Саша Соколов – литературное имя Александра Всеволодовича Соколова . По образованию он – филолог. Им написано 3 романа: «Школа для дураков» («Октябрь». 1989. № 3) «Между собакой и волком» («Волга». 1989. № 8,9)«Палисандрия» («Октябрь». 1991. № 9-11)

Когда Саша Соколов приступал к работе над «Палисандрией» он ставил перед собой сверхзадачу: «написать роман, который покончит с романом как жанром». Уничтожение романного жанра Соколов связывал с ключевым приемом – пародией, пародией на многочисленные псевдолитературные жанры, наводнившие массовый рынок: политический триллер, приключенческий роман, порнографический роман и т.д. Особенно раздражало Соколова в эмигрантской литературе обилие мемуарной прозы, вытеснившей произведения истинно творческие, сотканные фантазией художника. В частности, «Палисандрия» Соколова – пародия на воспоминания дочери Сталина – Светланы Алилуевой.

Главный герой – рассказчик романа Саши Соколова – некий Палисандр Дальберг, «кремлевский сирота» – внучатый племянник Берии и правнук Григория Распутина. Палисандр должен стать исполнителем покушения на главу советского государства Леонида Брежнева. К этому покушению его готовит Юрий Андропов. Покушение провалилось. Палисандр арестован. Вскоре его освобождают. И Андропов предлагает ему уехать за границу. Этим мотивом Саша Соколов повторяет характерный для эмигрантской литературы мотив изгнания из рая. Эмиграция Палисандра выгодна Андропову потому, что он избавляется от конкурента на высший государственный пост. Палисандр уезжает, и Андропов приходит к власти.
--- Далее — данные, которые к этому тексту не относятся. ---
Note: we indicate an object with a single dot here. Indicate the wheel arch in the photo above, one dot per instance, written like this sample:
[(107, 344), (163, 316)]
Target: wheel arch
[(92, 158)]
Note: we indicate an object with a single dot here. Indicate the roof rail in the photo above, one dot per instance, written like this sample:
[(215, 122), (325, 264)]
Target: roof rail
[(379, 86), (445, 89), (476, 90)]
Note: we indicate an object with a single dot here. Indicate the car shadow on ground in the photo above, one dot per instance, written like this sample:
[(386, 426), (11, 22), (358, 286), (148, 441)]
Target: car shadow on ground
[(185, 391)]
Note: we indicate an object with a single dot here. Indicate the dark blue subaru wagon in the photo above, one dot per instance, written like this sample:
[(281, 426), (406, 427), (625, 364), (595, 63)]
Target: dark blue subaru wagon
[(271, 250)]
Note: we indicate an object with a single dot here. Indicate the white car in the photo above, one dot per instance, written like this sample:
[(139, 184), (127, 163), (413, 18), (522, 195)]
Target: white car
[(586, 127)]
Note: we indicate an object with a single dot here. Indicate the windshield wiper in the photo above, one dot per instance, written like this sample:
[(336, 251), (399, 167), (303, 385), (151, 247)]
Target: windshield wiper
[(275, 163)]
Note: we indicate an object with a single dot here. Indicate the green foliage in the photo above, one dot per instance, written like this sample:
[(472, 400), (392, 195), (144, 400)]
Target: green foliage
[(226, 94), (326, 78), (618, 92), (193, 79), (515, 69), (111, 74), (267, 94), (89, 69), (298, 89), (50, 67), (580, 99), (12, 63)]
Палисандр уезжает за границу якобы с секретной миссией – восстановить связь времен встречей с русской культурой ранних волн эмиграции. Приехав за границу, Палисандр начинает активно связывать времена, но при помощи своей сексуальной активности, вступая в интимные контакты со всеми старухами эмиграции, (здесь присутствует явная пародия на роман В. Набокова «Лолита», где герой любит нимфетку, девочку-подростка).

Роман заканчивается тем, что Палисандр возвращается из-за границы с гробами русских эмигрантов. Однако это не восстанавливает связи времен. Напротив, все существующие в стране часы начинают показывать индивидуальное время.

В романе Саши Соколова дан образ «взбесившегося времени» – по существу – антивремени: действие романа перепрыгивает через века и пространства. Герой Соколова пускается в интеллектуальное познание истории, но оно оборачивается эротическим познанием русской истории.

Саша Соколов выражает мысль, характерную для постмодернизма в целом, о том, что действительность иррациональна, но повторяема. Что-то новое можно создать лишь из обрывков, осколков, фрагментов старого, так как поступательное движение духа уже прекратилось.

Современная литература приходит к мысли о том, что реализм оказался не способным охватить и передать на языке реалистического искусства глубинные законы современности. Поэтому постмодернизм стремится перехватить инициативу у реализма. И дело даже не в том, что постмодернизм более современен стилистически. Постмодернистская литература заметила и сумела передать качественное изменение современного сознания по сравнению с сознанием человека первой половины ХХ века. Язык же реалистической литературы создан для познания закономерностей исторического процесса. И пока реалисты не смогут понять, что есть история на современном этапе, новой реалистической литературы не будет.